商業簿記入門その78~役務収益と役務原価の認識と仕訳処理(2級)

公開日:2018年4月19日

役務収益と役務原価の認識と仕訳処理(2級)

前回、「商業簿記入門その77~売上収益の認識(引渡基準、出荷基準、検収基準)(2級)」では、売上収益の認識基準について解説しました。

今回は、役務収益と役務原価の認識基準とその仕訳処理について説明します。

※簿記2級の論点になります。


役務とは

役務(えきむ)とは、物販(モノの販売)と対になる会計用語で、「サービス」を意味する言葉です。

よく使われる言葉として「役務を提供する」がありますが、「サービスを提供する」を意味します。

「サービス業」という言葉がありますが、サービス業の会社はお客にモノを販売するのではなく、目に見えないサービスを提供することでお金を得る事業を営んでいます。

例えば鉄道会社は、鉄道という乗り物を使ってお客が目的地まで移動することを手伝うサービスを提供しています。その他、遊園地や映画館、物件の賃貸などが、役務提供する事業としてイメージしやすいでしょう。

役務の特徴

役務は目に見えないサービスであり、その量や大きさを図ることができません。

それではどのように役務を把握するかといいますと、「役務を提供した期間」で役務を把握します。

鉄道会社であれば、お客が電車に乗っている間が役務提供の期間になります。また、大家さんであれば、物件を貸している期間が役務提供の期間です。

役務収益と役務原価

役務収益(えきむしゅうえき)とは、サービス業で計上される売上のことをいいます。

役務原価(えきむげんか)とは、サービス業で計上される売上原価のことをいいます。

一般的には、サービス業務の役務収益も広く含めて「売上」という言葉が使われることも多いですが、役務収益という言葉が使われる場合には、サービス業に限定した収益を指し示していると考えておいて差し支えありません。


役務収益と役務原価の認識

役務収益と役務原価の認識(にんしき)とは、「どの時点で役務収益や役務原価を計上するか」ということを意味します。

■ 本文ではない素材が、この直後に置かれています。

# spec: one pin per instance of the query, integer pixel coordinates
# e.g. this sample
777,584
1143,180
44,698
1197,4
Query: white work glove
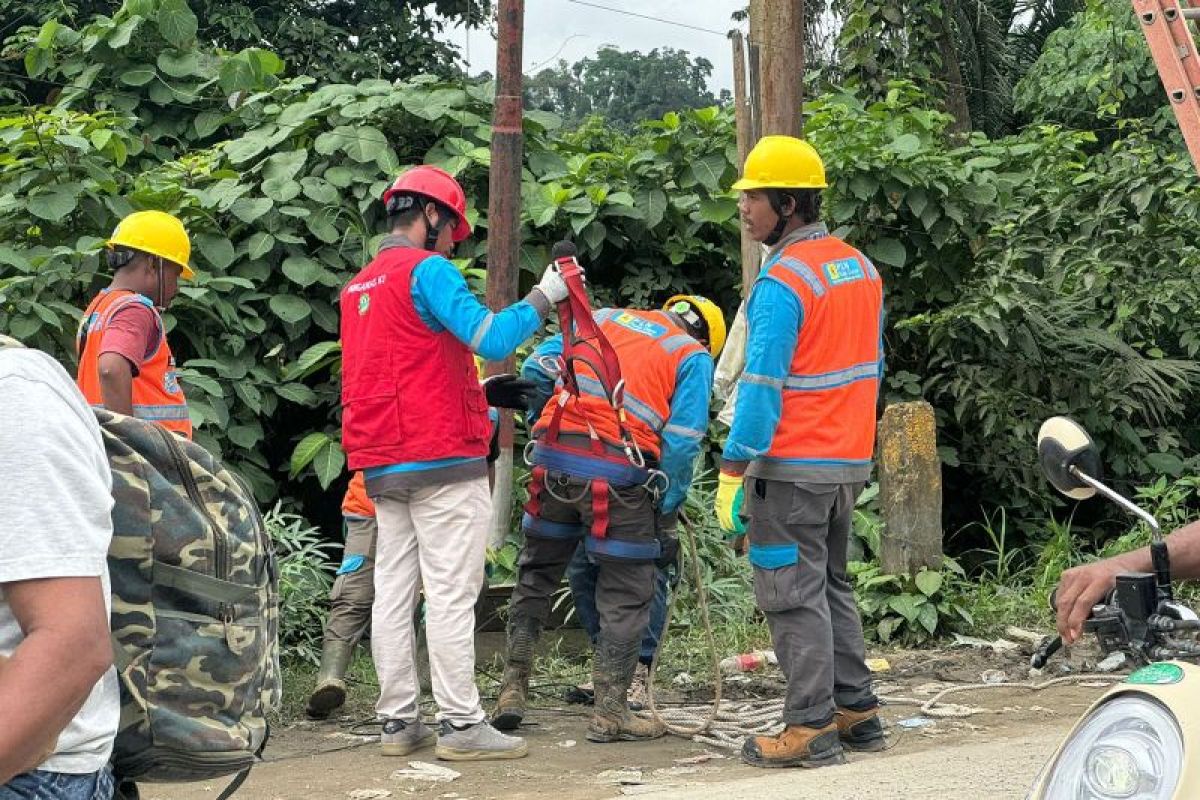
552,286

商業簿記入門その77~売上収益の認識(引渡基準、出荷基準、検収基準)(2級)」では、引渡基準、出荷基準、検収基準を説明しましたが、これらは物販、すなわち、モノの販売( = 売上)に関する認識基準です。

これに対して、上述で説明した役務の特徴である「役務を提供した期間」に応じて役務収益や役務原価を計上することが、役務収益と役務原価の認識基準です。

役務収益と役務原価の仕訳処理

役務に関する取引には、「役務収益勘定(収益に属する勘定科目)」「役務原価勘定(費用に属する勘定科目)」「仕掛品勘定(資産に属する勘定科目)」を使用して仕訳処理します。

具体的には、役務を提供した場合には、役務収益勘定を貸方に記入し、借方は現金預金、売掛金などの勘定科目を記入します。

次に費用が発生した場合には、仕掛品勘定の借方に記入して、仕掛品勘定に原価を集計します。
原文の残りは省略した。